9. The method of claim 8 further comprising, before accessing the at least one word entered by the user prior to the entering of the first word, determining, by the application that the user has completed entering the first word.

10. The method of claim 8 further comprising selecting the plurality of candidate input recommendations from a database of words associated with the user.

11. The method of claim 8 further comprising selecting the plurality of candidate input recommendations from a database of words associated with a type of an application for which the user input is provided.

12. The method of claim 8 further comprising selecting the plurality of candidate input recommendations from a database of words associated with an employer of the user.

13. The method of claim 8 further comprising selecting the plurality of candidate input recommendations from a database of words associated with a group of users that includes the user providing the user input.

14. The method of claim 8 further comprising selecting the plurality of candidate input recommendations from a dictionary including words in a dialect of a language.

15. The method of claim 8, wherein identifying the subset of the plurality of candidate input recommendations further comprises executing, by the application, a neural network component to determine a probability of a candidate input recommendations having a threshold level of accuracy.

16. The method of claim 8 further comprising identifying a context associated with the user input.

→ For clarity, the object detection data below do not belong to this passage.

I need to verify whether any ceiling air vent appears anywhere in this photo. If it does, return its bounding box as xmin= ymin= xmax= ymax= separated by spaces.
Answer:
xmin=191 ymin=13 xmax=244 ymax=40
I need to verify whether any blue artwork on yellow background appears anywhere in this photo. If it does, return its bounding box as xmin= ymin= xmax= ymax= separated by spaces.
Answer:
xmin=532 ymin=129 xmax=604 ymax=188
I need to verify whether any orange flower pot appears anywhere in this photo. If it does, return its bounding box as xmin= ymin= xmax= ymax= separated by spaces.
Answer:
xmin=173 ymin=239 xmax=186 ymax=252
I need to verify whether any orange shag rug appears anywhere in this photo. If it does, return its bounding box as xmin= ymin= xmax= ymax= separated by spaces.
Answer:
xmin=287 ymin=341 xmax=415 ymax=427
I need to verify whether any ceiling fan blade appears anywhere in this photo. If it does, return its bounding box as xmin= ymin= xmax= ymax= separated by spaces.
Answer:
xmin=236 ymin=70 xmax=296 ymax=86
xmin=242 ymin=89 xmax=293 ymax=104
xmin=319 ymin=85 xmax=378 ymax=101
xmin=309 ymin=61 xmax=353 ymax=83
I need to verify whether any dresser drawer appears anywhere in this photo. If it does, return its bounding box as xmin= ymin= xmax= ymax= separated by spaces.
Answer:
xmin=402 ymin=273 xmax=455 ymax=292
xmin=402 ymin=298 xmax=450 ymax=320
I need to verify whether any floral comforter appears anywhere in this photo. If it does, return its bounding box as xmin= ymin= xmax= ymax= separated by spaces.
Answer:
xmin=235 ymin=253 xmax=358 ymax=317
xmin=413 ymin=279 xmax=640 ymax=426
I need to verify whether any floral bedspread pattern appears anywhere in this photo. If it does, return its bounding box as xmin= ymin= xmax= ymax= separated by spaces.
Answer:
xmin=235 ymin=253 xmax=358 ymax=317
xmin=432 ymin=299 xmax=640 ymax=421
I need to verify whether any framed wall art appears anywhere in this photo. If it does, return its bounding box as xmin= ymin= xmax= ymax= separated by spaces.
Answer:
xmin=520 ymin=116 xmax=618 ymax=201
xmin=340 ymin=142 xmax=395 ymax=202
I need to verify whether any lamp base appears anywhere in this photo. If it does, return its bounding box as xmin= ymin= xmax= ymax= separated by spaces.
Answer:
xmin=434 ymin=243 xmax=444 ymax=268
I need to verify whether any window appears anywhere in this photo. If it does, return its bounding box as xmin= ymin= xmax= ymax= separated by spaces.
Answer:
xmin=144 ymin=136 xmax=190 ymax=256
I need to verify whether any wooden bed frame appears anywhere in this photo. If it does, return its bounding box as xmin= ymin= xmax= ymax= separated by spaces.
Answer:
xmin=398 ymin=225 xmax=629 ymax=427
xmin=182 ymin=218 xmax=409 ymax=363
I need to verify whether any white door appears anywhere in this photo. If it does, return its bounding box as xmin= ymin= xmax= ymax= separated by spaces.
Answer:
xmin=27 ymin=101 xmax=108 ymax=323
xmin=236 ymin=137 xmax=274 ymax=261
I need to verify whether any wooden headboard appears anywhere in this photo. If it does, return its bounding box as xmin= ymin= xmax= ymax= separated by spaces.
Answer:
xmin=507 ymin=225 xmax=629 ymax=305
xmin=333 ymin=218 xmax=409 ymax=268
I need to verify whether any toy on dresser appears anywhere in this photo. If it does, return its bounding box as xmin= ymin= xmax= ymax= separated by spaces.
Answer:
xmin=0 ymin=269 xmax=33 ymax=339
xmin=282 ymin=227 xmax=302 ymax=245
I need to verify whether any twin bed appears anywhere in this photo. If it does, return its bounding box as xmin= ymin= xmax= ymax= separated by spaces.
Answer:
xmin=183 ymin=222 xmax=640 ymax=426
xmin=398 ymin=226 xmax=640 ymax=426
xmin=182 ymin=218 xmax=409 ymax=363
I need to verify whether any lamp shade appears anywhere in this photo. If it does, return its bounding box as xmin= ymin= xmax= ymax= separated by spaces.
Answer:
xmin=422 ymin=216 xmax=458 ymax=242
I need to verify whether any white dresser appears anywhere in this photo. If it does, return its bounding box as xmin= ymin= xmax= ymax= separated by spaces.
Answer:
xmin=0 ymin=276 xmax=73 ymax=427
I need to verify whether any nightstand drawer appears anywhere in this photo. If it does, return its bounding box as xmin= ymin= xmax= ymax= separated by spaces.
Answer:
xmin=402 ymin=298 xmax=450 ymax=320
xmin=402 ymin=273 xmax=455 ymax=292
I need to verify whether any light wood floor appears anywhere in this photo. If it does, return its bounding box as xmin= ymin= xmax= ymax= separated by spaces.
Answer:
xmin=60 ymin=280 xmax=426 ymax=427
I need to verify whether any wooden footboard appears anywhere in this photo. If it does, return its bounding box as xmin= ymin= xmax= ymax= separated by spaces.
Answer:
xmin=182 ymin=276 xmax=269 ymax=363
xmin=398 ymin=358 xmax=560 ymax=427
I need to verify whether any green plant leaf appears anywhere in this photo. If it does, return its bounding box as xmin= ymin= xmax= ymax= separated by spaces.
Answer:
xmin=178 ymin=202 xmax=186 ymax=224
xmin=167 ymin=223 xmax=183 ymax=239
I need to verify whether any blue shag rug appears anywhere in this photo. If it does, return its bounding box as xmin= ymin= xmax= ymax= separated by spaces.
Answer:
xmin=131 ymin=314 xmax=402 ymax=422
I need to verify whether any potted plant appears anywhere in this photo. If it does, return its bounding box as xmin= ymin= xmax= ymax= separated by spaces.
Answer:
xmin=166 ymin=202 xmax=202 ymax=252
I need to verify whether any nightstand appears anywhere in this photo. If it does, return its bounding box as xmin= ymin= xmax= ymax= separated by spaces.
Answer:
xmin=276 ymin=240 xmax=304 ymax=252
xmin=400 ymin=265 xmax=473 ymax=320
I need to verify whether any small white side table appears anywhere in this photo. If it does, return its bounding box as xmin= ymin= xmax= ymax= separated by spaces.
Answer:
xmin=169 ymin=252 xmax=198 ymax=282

17. The method of claim 16, wherein determining, by the application, the plurality of candidate input recommendations, includes determining the plurality of candidate input recommendations based on analyzing at least the first word and the identified context.

18. The method of claim 8 further comprising receiving user input including an instruction to replace the first word with the at least one of the identified subset.

19. The method of claim 8 further comprising receiving user input including an instruction not to replace the first word with the at least one of the identified subset.

20. The method of claim 8 further comprising receiving user input including an instruction to add the first word to the dictionary.